Interview with Rick Fields

by DC early December 1995

Rick Fields cuke page

Memories of Suzuki-roshi by Rick Fields (from October '75 New Age Journal)


RF: I have something written about Suzuki-roshi which I could find and show to you but it’s nothing great. I remember a couple of things which aren’t momentous but they’re momentous to me.

One time I was smoking dope in Golden Gate Park and some people said, “let’s go over to Zen Center and sit and I guess that was the first time I went over and I went over and people were sitting in the old Synagogue, Sokoji, and we sat for a while and as we were going out there was a very long slow line going out and I couldn’t quite figure out what was taking everybody so long and then all of a sudden I went out this door and there was this guy with this little stick standing there bowing to everybody as they came out of meditation, one after the other and so he looked - I was surprised. I wasn’t thinking, now I’m going to go bow to Suzuki‑roshi cause I didn’t know that’s what was going on. All I knew was that everybody was walking real slow. So my impression was that he looked right through me - or right into me but it sort of felt like right through me and he bowed to me or I to him - no, we bowed to each other. That was the first time I met him. It was 69 or so.
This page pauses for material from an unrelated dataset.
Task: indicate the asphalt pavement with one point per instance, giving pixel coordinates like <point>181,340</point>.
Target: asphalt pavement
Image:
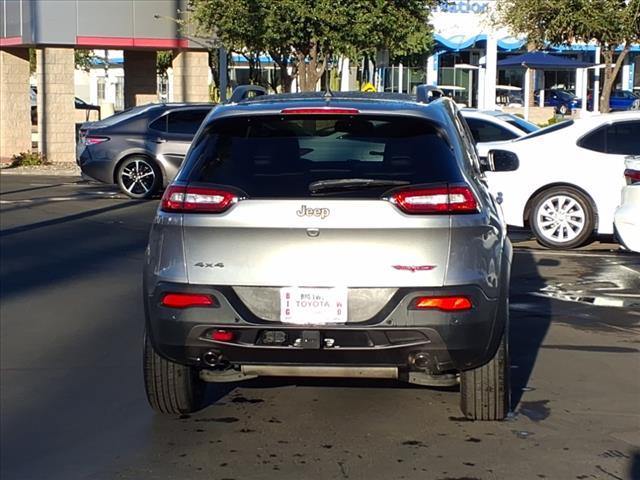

There was another time when I was sitting in the zendo on Page Street and he came and he put his arms around me not touching me and took my hands and sort of um lifted them up and down - not lifting them but like I was being too stiff. There were in the meditation mudra. So all of a sudden I felt these hands come behind me and he sort of shook my hands a little bit or moved them around - like they were the branches of a tree or something. That was an interesting transmission in some way till they were more relaxed and soft and so on.

At another time at Page Street there was this table for lunch or dinner and he was sitting there and the table was pretty empty for the moment so I sat down beside him and then I realized as maybe Dick Baker or Reb or whoever the heavies were at the time went and sat that I had sat in an exalted place where I wasn’t supposed to sit if I’d known what the scene was but since I was so innocent - but he never said anything to me although everybody else liked like what the fuck are you doing here?

[DC comment: Anyone could sit anywhere in the Page Street dining room and anyone could sit next to Suzuki but some people might have given him weird looks though it’s also natural for people to feel intimidated unnecessarily in new surroundings]

I’ll try to find this other thing.

Tim Buckley was a friend of mine at Harvard and I stayed in his room across the street from Sokoji and that summer I was up at Tassajara for a day in the summertime and I hiked out with Alan Marlowe and a women who had lots of books - Maggie Kress. We hiked out with someone else to Big Sur.

Not much more than that really. I remember once I took acid and I felt that Zen Center was not a very acid-friendly place - the core.

DC: Did you hear Suzuki give any talks?

RF: Probably I did.

DC: Do you have any other impressions of him?

RF: Just those I gave you.

DC: Do you have any idea what he was teaching?

RF: Um. Not really - I don’t remember any of that particularly. You remember that guy Tatsugami? I was there when he arrived at Page Street. I remember that he had this big stick and that he went through the halls hitting people who were sitting zazen. It was shocking.

DC comment: Tatsugami Roshi arrived in the spring of 70 to be a guest teacher at Tassajara which he did for three practice periods. I’m sure what Rick is referring to happened during zazen. When Rick said “in the halls” he was surely referring to the gaitan or sitting area in the hall outside of the zendo downstairs at Page Street. Going down the aisles and hitting everyone with his stick would be a normal sort of ceremonial greeting in this case, and also an encouragement to practice. Suzuki Roshi used to do it now and then. It’s called rensaku and is definitely a Japanese Zen thing.